Nesta concepção, o dia a dia do sistema penal, com prisões superlotadas, pessoas há mais de um ano sob prisão provisória, funcionários, advogados, promotores e juízes incessíveis à exclusão e à seletividade que é o sistema, tudo é mantido pelo mesmo sentimento. Um sentimento que quando é encontrado no criminoso é transformado em agravante da pena, bem aos moldes do que Lombroso queria, mas no profissional do direito deve ser velado. A ciência direito serve como subterfúgio para encobrir o exercício desse sentimento tão humano, mas que, diferentemente do que fez Lombroso, não tem feito parte de nenhuma reflexão.

Winnicott, falando mais de cinquenta anos depois, em 1967, explica o quanto as autoridades encobrem esse sentimento fazendo transparecer que a preocupação principal no ato de punir é com a segurança, deixando de revelar um “reservatório de vingança incosciente” (2005-b, p. 231), que não pode ser revelado e que se tornou bastante impopular, a ponto de ser proibido falar dele.

Muitos viram vantagens no frio utilitarismo de Bentham, o qual serviu para inumeráveis legislações, mas poucos perceberam a sua máquina de chicotear, que dizia muito de seus sentimentos inconfessáveis. Assim é nossa prática no judiciário, uma inconfessável máquina de injustiças.

E segue Lombroso em outra reflexão semelhante a essa:

Para finalizar, direi que a origem impura da justiça pode servir para nos explicar a desigualdade com que ela se distribui, de povos a povos, e, coisa pior, de classes a classes. Sabe-se que, enquanto o parquet em sua cadeira declama a justiça eterna, igual para todos, o pobre não obtém realmente justiça, senão por exceção e como que por caridade. O rico, ao contrário, dispõe de meios numerosos para escapar, ou ao menos para obter um castigo mais suave (2001, p.123)

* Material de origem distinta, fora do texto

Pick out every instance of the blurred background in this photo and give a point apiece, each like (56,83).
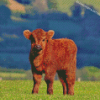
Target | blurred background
(79,22)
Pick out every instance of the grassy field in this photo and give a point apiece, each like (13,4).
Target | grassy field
(21,90)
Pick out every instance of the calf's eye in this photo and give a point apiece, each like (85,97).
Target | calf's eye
(43,40)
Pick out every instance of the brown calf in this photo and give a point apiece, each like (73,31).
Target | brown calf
(49,56)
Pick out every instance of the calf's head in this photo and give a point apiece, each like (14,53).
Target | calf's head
(39,38)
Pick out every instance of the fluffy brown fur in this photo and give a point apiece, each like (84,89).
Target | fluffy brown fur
(49,56)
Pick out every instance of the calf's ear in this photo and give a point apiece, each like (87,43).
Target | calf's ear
(27,34)
(50,34)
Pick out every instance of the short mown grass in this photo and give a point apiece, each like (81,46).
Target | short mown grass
(21,90)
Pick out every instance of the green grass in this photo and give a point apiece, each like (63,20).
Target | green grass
(21,90)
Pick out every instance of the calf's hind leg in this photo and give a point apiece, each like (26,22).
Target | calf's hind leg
(62,78)
(70,81)
(37,79)
(49,79)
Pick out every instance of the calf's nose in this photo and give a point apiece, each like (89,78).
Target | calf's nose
(38,47)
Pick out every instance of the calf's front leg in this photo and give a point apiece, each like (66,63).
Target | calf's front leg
(37,80)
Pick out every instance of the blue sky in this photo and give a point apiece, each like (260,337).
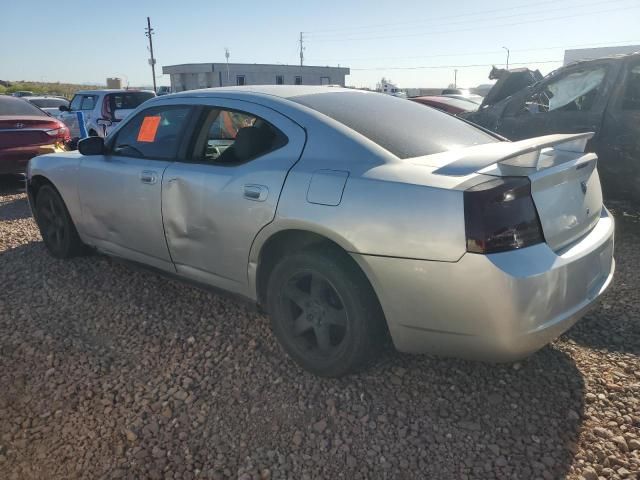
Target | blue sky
(76,41)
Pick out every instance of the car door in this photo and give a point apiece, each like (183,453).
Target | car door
(120,191)
(572,101)
(619,153)
(214,205)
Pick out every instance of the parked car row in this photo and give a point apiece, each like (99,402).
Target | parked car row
(102,109)
(26,131)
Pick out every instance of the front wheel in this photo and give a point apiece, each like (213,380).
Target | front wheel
(56,227)
(324,312)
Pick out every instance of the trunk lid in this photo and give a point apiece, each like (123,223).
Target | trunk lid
(23,131)
(565,185)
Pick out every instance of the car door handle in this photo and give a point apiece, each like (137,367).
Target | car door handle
(257,193)
(148,176)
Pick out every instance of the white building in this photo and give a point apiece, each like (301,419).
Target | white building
(191,76)
(571,56)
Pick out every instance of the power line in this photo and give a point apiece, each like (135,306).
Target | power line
(152,61)
(454,66)
(484,27)
(486,52)
(475,14)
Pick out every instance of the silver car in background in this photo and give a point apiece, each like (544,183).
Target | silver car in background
(346,215)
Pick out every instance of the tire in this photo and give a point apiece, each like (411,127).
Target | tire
(324,312)
(56,227)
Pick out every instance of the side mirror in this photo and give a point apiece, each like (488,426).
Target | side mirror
(91,146)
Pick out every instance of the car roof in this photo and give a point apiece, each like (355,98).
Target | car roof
(47,97)
(112,90)
(282,91)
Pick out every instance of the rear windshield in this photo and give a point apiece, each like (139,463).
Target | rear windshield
(17,106)
(128,100)
(404,128)
(48,102)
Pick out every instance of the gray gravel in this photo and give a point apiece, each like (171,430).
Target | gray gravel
(108,372)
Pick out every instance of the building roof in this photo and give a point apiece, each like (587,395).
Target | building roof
(282,91)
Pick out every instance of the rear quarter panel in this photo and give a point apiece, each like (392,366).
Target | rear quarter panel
(62,171)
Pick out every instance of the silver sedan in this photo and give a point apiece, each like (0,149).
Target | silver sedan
(348,216)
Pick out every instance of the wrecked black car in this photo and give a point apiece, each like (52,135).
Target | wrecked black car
(601,96)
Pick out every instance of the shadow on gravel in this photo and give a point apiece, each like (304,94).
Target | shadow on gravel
(509,421)
(11,184)
(119,337)
(613,325)
(16,209)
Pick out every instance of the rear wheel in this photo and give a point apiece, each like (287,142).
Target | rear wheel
(56,227)
(324,312)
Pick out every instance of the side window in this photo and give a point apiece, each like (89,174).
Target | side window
(631,99)
(76,102)
(576,91)
(230,137)
(154,133)
(88,102)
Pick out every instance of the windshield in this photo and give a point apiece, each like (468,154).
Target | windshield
(15,106)
(404,128)
(48,102)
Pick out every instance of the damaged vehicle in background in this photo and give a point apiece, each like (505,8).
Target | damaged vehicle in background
(600,96)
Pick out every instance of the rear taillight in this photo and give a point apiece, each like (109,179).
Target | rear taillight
(500,215)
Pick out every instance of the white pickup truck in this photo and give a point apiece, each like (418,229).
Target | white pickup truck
(102,109)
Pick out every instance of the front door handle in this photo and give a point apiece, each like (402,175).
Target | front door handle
(257,193)
(148,176)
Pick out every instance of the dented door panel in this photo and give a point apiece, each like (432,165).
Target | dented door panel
(212,212)
(121,210)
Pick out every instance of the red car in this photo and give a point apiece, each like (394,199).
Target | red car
(24,130)
(452,105)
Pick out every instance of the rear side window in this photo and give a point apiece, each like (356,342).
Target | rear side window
(404,128)
(230,137)
(17,107)
(127,100)
(631,100)
(154,133)
(88,102)
(76,102)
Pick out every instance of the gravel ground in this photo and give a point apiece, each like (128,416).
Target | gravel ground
(109,372)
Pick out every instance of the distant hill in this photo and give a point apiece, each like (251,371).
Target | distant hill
(44,88)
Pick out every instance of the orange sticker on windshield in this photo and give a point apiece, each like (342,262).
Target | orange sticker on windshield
(148,129)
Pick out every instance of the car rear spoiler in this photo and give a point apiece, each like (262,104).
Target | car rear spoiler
(520,154)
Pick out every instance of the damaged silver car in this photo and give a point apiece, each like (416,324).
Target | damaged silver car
(600,96)
(346,229)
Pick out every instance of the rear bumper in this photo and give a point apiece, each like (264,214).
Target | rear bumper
(498,307)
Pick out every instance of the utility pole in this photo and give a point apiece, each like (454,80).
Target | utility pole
(301,50)
(507,57)
(152,60)
(227,55)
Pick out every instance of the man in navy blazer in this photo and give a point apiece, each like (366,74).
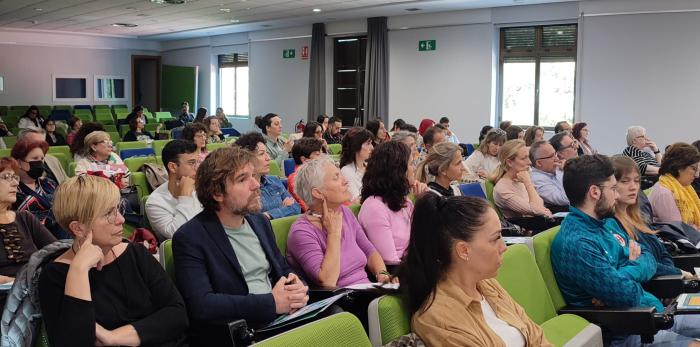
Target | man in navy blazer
(227,264)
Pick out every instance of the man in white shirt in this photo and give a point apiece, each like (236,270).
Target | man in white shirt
(174,203)
(546,176)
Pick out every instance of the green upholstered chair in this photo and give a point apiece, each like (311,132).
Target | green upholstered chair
(521,278)
(338,330)
(388,320)
(335,148)
(166,258)
(280,227)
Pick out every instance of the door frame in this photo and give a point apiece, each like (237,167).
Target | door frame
(134,59)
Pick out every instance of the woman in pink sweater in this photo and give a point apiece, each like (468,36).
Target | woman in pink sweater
(386,211)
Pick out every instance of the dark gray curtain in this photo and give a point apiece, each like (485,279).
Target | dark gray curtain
(317,72)
(376,99)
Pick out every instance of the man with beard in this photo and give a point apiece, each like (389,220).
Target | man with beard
(594,261)
(227,264)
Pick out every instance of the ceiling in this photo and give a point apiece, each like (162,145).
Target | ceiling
(197,18)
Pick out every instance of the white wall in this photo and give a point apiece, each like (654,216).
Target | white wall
(640,69)
(452,81)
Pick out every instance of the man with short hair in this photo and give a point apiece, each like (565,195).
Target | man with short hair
(450,136)
(52,166)
(227,264)
(174,203)
(595,262)
(332,134)
(565,146)
(562,126)
(307,148)
(546,176)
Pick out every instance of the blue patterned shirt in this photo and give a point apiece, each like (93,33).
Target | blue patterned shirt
(272,193)
(590,259)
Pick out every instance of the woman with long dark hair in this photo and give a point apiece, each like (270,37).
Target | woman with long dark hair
(386,211)
(447,277)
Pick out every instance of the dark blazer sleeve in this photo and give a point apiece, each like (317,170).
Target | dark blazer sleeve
(199,265)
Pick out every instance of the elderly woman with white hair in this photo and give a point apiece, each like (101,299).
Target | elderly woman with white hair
(645,153)
(327,244)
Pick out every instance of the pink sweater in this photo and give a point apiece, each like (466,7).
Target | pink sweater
(388,231)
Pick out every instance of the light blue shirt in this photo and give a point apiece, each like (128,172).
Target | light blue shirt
(550,187)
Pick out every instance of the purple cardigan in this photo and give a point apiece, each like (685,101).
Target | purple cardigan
(306,248)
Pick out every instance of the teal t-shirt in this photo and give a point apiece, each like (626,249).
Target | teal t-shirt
(251,257)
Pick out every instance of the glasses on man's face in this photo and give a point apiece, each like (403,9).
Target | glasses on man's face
(9,177)
(114,212)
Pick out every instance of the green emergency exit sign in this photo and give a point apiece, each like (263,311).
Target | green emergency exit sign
(426,45)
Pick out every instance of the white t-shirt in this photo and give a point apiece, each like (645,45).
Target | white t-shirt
(510,336)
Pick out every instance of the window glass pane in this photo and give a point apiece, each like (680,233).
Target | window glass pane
(518,91)
(228,89)
(242,91)
(557,83)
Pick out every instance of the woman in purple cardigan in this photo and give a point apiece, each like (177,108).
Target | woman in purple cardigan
(386,210)
(327,244)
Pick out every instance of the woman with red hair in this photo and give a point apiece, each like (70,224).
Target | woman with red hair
(22,234)
(35,191)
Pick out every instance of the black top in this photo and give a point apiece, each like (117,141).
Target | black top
(132,135)
(33,237)
(133,289)
(60,140)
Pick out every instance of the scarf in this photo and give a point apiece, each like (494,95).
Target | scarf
(686,199)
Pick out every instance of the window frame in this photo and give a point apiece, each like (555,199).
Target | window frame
(537,53)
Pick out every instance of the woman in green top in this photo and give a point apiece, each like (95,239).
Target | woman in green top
(277,147)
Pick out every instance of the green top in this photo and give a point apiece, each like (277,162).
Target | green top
(251,257)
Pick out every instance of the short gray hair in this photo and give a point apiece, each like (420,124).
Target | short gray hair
(401,136)
(311,175)
(633,132)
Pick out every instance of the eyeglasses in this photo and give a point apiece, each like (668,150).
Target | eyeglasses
(11,240)
(113,213)
(602,187)
(9,177)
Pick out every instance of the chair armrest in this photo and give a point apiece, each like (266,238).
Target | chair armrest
(665,287)
(624,321)
(687,262)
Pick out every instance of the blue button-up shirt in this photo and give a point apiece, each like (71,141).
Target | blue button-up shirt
(590,259)
(272,193)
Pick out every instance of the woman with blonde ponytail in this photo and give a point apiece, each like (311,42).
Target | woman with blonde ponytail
(441,167)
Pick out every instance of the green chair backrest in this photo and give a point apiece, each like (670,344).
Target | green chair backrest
(280,227)
(521,278)
(166,258)
(392,319)
(135,163)
(214,146)
(339,330)
(335,148)
(131,145)
(158,146)
(542,243)
(275,169)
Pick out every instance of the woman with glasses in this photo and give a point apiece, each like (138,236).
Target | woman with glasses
(673,197)
(197,133)
(104,291)
(22,234)
(35,191)
(386,210)
(52,137)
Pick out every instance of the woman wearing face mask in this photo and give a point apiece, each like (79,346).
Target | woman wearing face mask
(35,191)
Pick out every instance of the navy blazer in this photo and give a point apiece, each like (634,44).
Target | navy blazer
(209,276)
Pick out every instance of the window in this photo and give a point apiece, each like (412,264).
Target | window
(349,79)
(538,74)
(233,83)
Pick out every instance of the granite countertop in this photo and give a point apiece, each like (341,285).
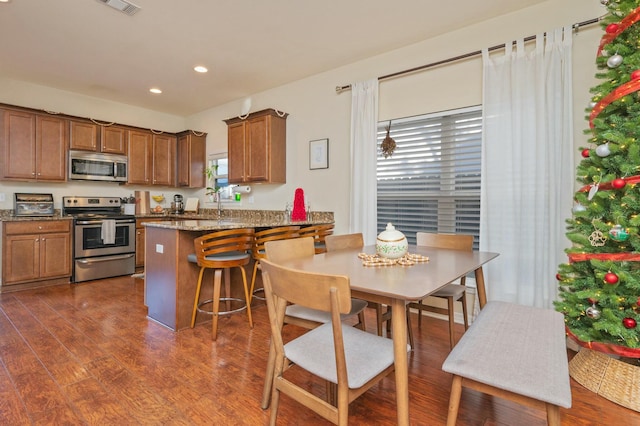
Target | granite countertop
(205,219)
(219,224)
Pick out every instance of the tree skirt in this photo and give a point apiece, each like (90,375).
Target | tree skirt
(608,377)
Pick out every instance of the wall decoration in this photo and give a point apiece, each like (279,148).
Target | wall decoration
(319,154)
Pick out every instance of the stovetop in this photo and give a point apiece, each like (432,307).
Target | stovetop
(93,208)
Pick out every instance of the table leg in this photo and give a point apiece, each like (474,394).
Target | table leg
(399,327)
(482,292)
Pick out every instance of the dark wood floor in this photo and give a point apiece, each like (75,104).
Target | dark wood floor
(87,354)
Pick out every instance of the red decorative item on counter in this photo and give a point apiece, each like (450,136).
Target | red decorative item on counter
(298,212)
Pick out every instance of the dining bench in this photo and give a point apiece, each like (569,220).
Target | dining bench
(513,352)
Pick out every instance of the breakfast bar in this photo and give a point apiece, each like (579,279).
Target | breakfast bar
(170,279)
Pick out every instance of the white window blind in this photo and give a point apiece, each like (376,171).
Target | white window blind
(431,183)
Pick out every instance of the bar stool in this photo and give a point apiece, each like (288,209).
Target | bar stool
(258,251)
(319,233)
(221,251)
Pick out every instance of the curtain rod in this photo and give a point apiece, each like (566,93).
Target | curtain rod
(340,89)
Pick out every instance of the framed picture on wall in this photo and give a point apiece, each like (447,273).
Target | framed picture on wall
(319,154)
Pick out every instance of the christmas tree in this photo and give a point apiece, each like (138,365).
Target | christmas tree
(600,283)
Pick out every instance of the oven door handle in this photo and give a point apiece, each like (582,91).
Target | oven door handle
(99,222)
(104,259)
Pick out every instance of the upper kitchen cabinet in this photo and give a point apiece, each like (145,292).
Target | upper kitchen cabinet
(257,147)
(34,146)
(151,158)
(192,147)
(91,136)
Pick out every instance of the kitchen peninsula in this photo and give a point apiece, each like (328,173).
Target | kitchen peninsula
(170,279)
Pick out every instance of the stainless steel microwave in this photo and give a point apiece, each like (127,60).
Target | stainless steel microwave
(97,166)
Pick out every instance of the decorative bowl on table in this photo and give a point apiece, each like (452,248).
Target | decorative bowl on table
(391,243)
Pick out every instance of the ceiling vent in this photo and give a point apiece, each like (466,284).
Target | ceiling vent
(122,5)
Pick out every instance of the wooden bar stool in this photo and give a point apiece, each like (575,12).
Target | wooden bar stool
(221,251)
(258,252)
(319,233)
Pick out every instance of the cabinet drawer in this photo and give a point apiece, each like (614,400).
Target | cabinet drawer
(37,227)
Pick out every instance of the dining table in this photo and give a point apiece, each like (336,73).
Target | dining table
(396,285)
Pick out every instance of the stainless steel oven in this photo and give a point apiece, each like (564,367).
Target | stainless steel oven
(104,238)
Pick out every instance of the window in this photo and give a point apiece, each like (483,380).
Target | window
(431,183)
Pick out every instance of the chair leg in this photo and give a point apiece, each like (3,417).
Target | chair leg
(463,299)
(217,282)
(195,302)
(378,308)
(247,296)
(253,278)
(454,400)
(409,329)
(452,323)
(553,415)
(268,377)
(361,324)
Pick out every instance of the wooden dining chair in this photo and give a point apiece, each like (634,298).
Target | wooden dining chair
(451,292)
(383,314)
(319,233)
(221,251)
(333,351)
(283,250)
(258,252)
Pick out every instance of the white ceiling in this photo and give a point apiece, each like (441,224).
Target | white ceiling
(86,47)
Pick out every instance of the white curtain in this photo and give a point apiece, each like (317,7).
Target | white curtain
(528,167)
(364,125)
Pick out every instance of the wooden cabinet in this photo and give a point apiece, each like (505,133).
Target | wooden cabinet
(257,147)
(192,153)
(36,251)
(164,159)
(151,158)
(34,146)
(90,136)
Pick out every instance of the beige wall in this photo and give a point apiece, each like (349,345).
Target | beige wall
(316,111)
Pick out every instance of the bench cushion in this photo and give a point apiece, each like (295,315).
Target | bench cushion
(516,348)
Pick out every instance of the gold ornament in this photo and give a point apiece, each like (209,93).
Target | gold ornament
(388,144)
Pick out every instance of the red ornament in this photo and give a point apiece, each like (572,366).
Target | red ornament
(612,28)
(629,323)
(610,278)
(618,183)
(298,212)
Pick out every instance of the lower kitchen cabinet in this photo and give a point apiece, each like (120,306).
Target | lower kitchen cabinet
(36,252)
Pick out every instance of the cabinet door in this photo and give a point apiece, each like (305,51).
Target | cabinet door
(51,148)
(18,145)
(257,150)
(164,160)
(139,157)
(21,258)
(83,136)
(55,255)
(113,140)
(140,232)
(236,152)
(191,161)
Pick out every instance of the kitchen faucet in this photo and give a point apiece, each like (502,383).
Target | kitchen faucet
(219,205)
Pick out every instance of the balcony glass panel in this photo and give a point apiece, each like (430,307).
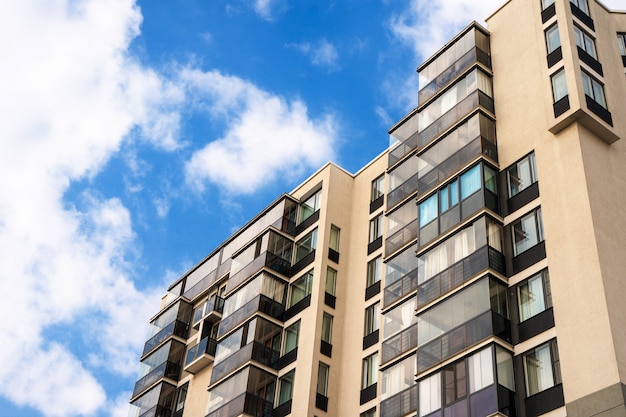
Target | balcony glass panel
(469,140)
(452,59)
(403,139)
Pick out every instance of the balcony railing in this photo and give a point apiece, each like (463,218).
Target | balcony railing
(167,369)
(400,238)
(260,303)
(399,344)
(473,331)
(211,309)
(400,288)
(401,404)
(176,328)
(201,355)
(252,351)
(470,57)
(453,115)
(458,273)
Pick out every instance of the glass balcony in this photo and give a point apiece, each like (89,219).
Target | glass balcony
(167,369)
(175,328)
(210,310)
(449,344)
(402,404)
(255,351)
(260,303)
(399,344)
(200,355)
(458,273)
(472,56)
(400,238)
(452,116)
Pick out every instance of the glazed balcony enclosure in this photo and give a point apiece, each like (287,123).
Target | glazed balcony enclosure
(174,321)
(249,392)
(467,317)
(258,340)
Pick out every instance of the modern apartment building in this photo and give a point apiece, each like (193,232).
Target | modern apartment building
(475,268)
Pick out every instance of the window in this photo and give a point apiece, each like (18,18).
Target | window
(285,387)
(376,228)
(372,320)
(454,385)
(369,413)
(305,246)
(449,196)
(374,271)
(585,42)
(301,288)
(559,85)
(310,205)
(541,368)
(534,295)
(334,238)
(322,379)
(521,175)
(290,341)
(593,89)
(621,41)
(327,328)
(582,5)
(369,371)
(527,232)
(553,40)
(378,188)
(331,281)
(428,210)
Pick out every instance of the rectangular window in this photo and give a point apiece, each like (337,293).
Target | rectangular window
(301,288)
(305,246)
(593,89)
(559,85)
(285,387)
(331,281)
(327,328)
(378,188)
(553,40)
(585,42)
(428,210)
(621,41)
(290,341)
(522,174)
(323,371)
(527,232)
(541,368)
(334,238)
(310,206)
(582,5)
(369,372)
(372,319)
(374,271)
(534,295)
(376,228)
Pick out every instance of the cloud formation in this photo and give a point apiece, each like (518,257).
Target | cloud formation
(322,53)
(267,136)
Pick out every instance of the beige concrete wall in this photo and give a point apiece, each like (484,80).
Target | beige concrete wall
(571,200)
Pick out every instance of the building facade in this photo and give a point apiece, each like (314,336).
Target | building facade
(475,268)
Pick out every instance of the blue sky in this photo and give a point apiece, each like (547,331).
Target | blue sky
(138,135)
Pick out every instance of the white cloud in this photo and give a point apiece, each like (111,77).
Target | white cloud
(70,96)
(322,54)
(267,136)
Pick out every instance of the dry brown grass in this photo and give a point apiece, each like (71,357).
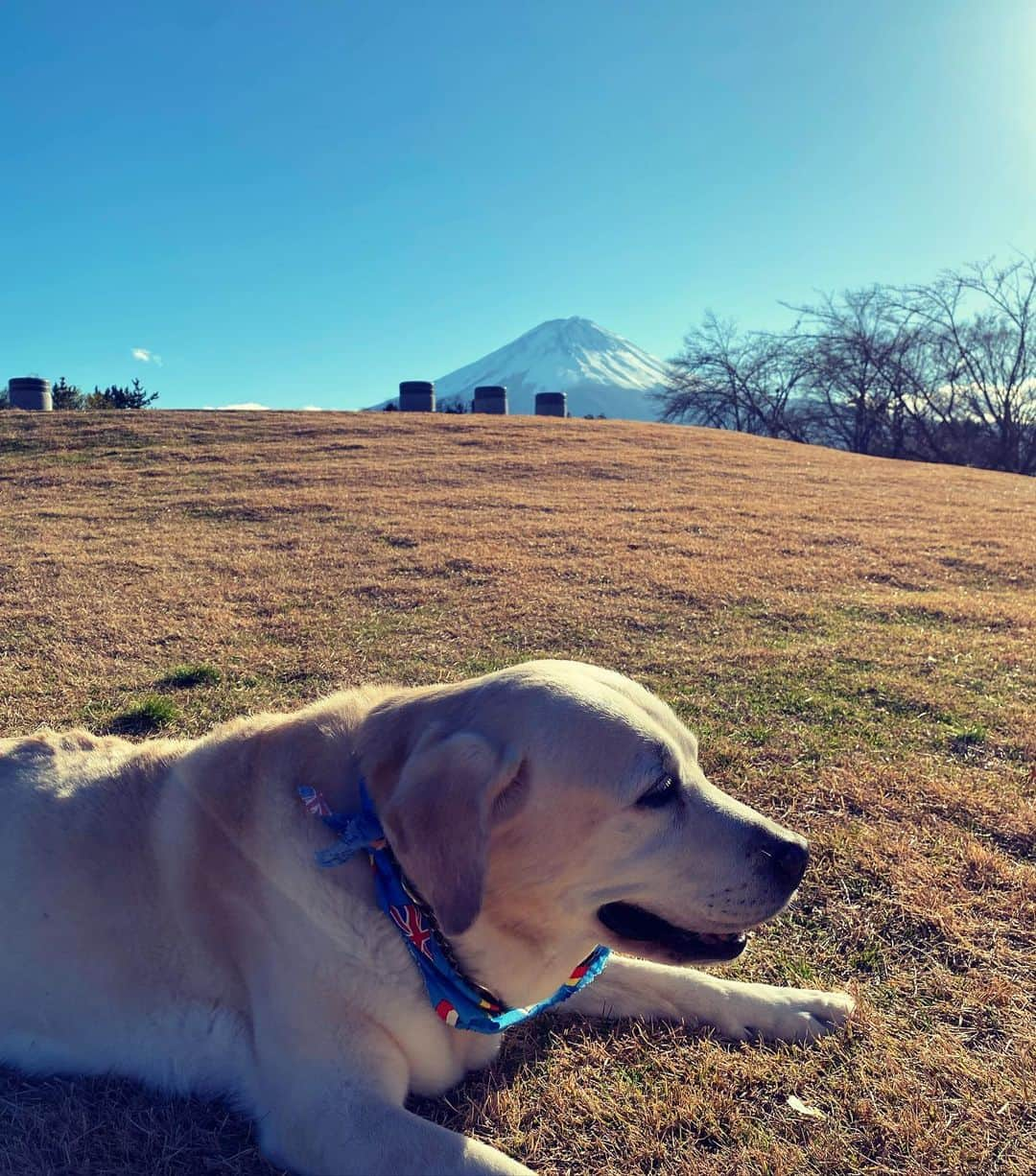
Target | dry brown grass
(852,638)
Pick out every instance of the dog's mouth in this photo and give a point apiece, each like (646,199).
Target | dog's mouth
(677,945)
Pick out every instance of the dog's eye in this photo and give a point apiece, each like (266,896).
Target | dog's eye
(664,791)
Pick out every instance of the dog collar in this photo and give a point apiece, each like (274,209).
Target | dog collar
(457,999)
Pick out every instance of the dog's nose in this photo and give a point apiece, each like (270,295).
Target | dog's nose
(790,859)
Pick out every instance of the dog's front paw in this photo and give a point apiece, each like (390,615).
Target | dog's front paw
(784,1014)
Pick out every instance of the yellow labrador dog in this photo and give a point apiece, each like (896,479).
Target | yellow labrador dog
(161,914)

Assim o professor de Verona termina um de seus capítulos, sem perceber que sua teoria poderia estar infectada pelo preconceito temido por ele próprio, mas expressando uma verdade inconteste, a de que a justiça é feita com ares de ciência e acaba encobrindo ou reforçando as desigualdades que deveria evitar.

Se for dos erros que tiramos grandes lições, o esquecido e enigmático Lombroso não deveria ser evitado. Além de nas reedições de sua obra constar referências aos seus opositores e a argumentos que combatiam a sua teoria, o contexto em que foi escrito O homem delinquente, de uma Itália unificada sem consenso, com o povo do sul insatisfeito, é questão a ser estudada. O descontentamento meridionale fez com que Lombroso, ciente ou não, fosse encontrar naquele povo as características do homem violento, tachando-o como criminoso, servindo sua teoria como um útil instrumento de controle político social.

A ciência destituída da visão de seu próprio momento histórico, econômico e social, acaba como instrumento político. Ruy Barbosa chegou “a apontar os compromissos políticos de Lombroso, mostrando que em todos os anarquistas italianos ele diagnosticava a ‘tara hereditária’” (RAUTER, 2003, p. 33). Todavia, esses compromissos tornam-se mais fortes na medida em que a inconsciência deles mesmos faz com que a ciência ganhe a aparência de neutralidade.